Dimitri twisted his final wire around into a small copper washer that penetrated out from underneath the bottom button of the panel. He then screwed down a bolt with his fingers, locking the wire underneath the washer. He flipped the panel over and started jamming the mushroom-shaped button.

The large freight elevator doors kicked into life with a rickety vibrating sensation, slowly revealing a two-hundred-square-foot freight elevator. The walls and ceiling were lined with a series of thin dark-blue metal panels. A yellow-and-black-striped bumper guard ran along the bottom third of the wall. Scuffs and dents were visible all along its edges.
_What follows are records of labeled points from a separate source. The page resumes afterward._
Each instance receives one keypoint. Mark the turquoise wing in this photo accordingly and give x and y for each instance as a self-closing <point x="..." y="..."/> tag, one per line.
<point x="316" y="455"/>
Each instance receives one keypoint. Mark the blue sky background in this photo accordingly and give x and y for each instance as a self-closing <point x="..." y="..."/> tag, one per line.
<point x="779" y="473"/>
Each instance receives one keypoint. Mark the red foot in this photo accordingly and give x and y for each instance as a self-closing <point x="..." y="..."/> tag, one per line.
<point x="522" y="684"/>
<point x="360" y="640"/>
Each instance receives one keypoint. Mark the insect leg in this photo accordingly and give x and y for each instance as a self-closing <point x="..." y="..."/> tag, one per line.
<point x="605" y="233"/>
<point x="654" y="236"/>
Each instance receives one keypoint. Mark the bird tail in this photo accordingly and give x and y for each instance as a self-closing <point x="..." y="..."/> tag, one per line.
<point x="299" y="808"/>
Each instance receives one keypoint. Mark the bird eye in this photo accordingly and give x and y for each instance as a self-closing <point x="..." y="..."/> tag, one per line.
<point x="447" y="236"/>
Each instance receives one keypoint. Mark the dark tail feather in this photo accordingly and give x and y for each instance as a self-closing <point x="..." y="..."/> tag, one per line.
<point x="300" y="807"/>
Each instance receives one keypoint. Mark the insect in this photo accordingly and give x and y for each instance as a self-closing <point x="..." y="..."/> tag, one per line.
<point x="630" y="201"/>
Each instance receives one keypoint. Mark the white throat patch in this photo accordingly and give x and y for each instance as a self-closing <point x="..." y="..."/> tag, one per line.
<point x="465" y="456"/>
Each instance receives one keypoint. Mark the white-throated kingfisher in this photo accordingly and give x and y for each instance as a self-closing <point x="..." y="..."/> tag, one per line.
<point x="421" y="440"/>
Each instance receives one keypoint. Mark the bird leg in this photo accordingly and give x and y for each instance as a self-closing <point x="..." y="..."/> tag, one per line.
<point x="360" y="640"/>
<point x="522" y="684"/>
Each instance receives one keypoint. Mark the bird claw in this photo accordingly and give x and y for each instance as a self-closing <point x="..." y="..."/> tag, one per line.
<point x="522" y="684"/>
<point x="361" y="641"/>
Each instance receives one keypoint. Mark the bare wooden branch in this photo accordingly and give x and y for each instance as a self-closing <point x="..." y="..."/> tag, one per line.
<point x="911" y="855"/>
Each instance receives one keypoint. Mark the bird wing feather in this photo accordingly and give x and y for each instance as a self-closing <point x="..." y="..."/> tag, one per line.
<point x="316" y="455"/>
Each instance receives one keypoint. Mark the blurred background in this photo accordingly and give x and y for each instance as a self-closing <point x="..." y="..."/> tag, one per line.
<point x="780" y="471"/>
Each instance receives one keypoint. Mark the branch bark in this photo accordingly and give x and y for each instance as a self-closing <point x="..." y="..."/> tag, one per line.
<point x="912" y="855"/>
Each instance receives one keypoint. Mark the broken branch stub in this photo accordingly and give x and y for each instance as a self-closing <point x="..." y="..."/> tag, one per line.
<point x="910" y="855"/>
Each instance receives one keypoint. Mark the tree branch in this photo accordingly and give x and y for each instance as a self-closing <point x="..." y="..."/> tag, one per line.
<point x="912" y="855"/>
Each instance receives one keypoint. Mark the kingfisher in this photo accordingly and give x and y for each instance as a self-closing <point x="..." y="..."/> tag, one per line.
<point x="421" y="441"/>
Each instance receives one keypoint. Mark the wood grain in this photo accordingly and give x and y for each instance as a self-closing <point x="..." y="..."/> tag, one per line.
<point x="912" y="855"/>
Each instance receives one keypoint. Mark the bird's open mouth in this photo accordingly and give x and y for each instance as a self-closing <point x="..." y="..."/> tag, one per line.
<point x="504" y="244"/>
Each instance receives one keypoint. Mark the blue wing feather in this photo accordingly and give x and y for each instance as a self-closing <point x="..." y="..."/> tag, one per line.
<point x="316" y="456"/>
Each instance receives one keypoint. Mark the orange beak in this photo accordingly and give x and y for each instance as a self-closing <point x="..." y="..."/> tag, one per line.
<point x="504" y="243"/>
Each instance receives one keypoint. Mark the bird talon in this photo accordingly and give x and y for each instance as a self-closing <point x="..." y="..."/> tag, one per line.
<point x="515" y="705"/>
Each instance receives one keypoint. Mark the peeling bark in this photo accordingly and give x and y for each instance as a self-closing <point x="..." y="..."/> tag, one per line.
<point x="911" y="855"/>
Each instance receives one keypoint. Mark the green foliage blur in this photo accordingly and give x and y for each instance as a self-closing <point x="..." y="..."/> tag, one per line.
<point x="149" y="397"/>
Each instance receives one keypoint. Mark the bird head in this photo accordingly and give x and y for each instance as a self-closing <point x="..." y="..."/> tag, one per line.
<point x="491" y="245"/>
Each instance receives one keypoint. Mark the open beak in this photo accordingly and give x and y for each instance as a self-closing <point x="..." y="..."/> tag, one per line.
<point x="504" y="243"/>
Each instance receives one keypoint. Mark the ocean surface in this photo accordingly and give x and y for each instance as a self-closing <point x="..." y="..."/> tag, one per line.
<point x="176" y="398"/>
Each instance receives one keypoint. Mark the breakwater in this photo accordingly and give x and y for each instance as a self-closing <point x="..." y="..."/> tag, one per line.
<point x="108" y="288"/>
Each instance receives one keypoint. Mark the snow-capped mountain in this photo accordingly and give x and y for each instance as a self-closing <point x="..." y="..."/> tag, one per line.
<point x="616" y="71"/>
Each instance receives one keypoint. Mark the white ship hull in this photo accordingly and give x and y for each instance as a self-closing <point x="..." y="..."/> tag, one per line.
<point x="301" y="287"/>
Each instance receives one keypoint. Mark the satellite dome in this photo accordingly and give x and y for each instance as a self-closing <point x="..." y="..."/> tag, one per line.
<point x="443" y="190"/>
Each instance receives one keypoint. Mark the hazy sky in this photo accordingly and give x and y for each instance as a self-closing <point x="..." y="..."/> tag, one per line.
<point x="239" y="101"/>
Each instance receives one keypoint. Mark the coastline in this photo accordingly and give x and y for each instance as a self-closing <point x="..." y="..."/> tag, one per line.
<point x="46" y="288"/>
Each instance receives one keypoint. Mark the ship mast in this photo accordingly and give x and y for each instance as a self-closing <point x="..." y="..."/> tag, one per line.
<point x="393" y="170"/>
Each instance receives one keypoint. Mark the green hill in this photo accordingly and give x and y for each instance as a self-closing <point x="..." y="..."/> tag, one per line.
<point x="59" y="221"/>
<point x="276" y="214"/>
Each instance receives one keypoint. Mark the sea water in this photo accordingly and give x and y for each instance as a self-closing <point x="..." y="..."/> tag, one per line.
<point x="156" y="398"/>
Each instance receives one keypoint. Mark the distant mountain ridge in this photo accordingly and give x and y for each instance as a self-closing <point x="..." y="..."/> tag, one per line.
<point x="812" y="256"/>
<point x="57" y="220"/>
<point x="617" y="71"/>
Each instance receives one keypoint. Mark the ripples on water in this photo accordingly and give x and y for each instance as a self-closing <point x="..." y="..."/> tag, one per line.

Dimitri stood up and looked over at Hanna. She was less than ten feet away and struggling with the door. I have a clean shot, he thought. There was nothing in his escape path.

“Dimitri, I’m losing my balance!” Hanna cried out.

He glanced back at Hanna struggling. She was afraid, and his body trembled with indecision. Then a gentle voice in his mind whispered, You can’t leave her.

Maybe it was empathy. Maybe guilt. Whatever it was, it was calling to him to act. To redeem himself from his past. In a blur, he scooped the panel from the floor and ripped it from the wires. He threw the panel into the darkness and ran toward Hanna with what little strength he had left. He slid up next to her and retrieved the other screwdriver from his pocket. With one stroke, he knifed the screwdriver into the doorjamb, wedging it closed via the friction of the two surfaces. He flashed a look toward Hanna. “We move on three. One…two…three!” said Dimitri.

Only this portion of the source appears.